Polygence Scholar2024

Amogh Khaparde

Class of 2025

About

Projects

"Encoder-only Transformer model to Predict Sentiment of a Product Using Social Media Posts" with mentor Joe (Sept. 9, 2024)

"To what extent can deep neural networks help hearing-impaired individuals communicate better online with hearing individuals by translating fingerspelling into realistic human voice, without a human sign language interpreter?" with mentor Clark (Nov. 18, 2023)

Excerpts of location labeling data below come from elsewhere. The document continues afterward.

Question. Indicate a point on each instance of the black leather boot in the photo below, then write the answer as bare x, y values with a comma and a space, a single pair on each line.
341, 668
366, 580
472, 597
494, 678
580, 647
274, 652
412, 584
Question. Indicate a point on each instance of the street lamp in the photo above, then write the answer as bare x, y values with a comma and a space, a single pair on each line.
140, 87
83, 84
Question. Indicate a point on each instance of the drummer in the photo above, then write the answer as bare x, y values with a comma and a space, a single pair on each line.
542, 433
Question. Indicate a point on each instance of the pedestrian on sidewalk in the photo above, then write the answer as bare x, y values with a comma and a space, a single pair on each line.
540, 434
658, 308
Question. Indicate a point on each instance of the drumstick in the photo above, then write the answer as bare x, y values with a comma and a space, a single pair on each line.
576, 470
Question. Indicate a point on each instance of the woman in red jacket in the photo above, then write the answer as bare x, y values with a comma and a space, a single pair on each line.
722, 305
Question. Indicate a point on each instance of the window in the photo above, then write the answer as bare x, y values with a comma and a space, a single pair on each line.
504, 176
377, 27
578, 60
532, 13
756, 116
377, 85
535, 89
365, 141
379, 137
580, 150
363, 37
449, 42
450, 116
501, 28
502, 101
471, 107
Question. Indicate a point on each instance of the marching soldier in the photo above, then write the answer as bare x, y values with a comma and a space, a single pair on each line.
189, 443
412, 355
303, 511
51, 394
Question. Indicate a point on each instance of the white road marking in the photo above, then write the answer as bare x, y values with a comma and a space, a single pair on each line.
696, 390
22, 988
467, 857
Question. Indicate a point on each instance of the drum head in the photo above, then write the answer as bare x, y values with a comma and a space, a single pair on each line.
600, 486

Amogh's Symposium Presentation

Project Portfolio

Encoder-only Transformer model to Predict Sentiment of a Product Using Social Media Posts

Started May 7, 2024

Abstract or project description

Companies often use data mining techniques to garner information abouts products they release. Doing this allows these companies to make educated decisions on how they choose to market their products and informs them of the the public sentiment of their product after release. With the advancing field of AI and machine learning, there has been a significant shift towards using more complex architectures that can better understand and process text data. With machine learning models such as encoder only transformers, encoder decoder transformers, and decoder only transformers, the power of natural language processing with AI is rapidly advancing. This research paper explores the usage of specifically encoder only transformers built from scratch in product sentiment as it can lead to easily quantifiable data for companies to use. To train this model, data was mined from Amazon reviews with the text as the input and the output as the 1-5 star rating given for each product on the website. The model was evaluated using certain precision metrics such as f1-score, recall, precision, accuracy, and loss. The hyperparameters were tuned as well allowing higher performance. This research represents a step towards building a better tool for companies to assess different trends with their products and understand the public sentiment. This way, companies can change their products in a way that benefits both the company’s growth and the customer’s satisfaction. This project can be improved by training the data on a more specialized dataset that includes specific terminology, emojis to better understand human emotion through text and augmenting the data to increase the number of samples for the machine learning model to train on.

Project Portfolio

To what extent can deep neural networks help hearing-impaired individuals communicate better online with hearing individuals by translating fingerspelling into realistic human voice, without a human sign language interpreter?

Started Mar. 28, 2023

Abstract or project description

Nearly 20% of the world’s population is hearing impaired. Many of these people require a sign language interpreter to help them communicate with hearing individuals. However, as AI and deep neural networks become more efficient and powerful, these tools can be used to help hard-of-hearing people communicate. Hiring a human interpreter usually requires prodigious amounts of money over time and may not always be available when needed. However, one can carry a machine learning model in their devices at all times to help them communicate much more easily. To create such a system, I made a large custom image dataset, consisting of approximately 50,000 images of each ASL character, and trained a raw convolutional neural network model which had a 97% accuracy. Later, I also trained a background cropping convolutional neural network model with a different, but equal in size dataset that boasted a 98.5% accuracy. The background cropping did slightly better than the raw CNN model, achieving a 1.5% accuracy increase. To further help hard-of-hearing individuals communicate with hearing individuals, I created an application surrounding this machine learning model. This application consisted of a text-to-speech system using Play.HT API and a ChatGPT API system to correct any misclassifications the model makes and ease communication by letting the user listen rather than read text. The user interface is very intuitive, consisting of the predicted probability, predicted alphabet, user webcam input, and the classified characters in a sentence. Lastly, the application included a manual spacebar and delete key to allow individuals to change any errors they make while signing. In conclusion, I met my goals of creating a high-performance and feasible AI application to help ease communication between hard-of-hearing and hearing individuals.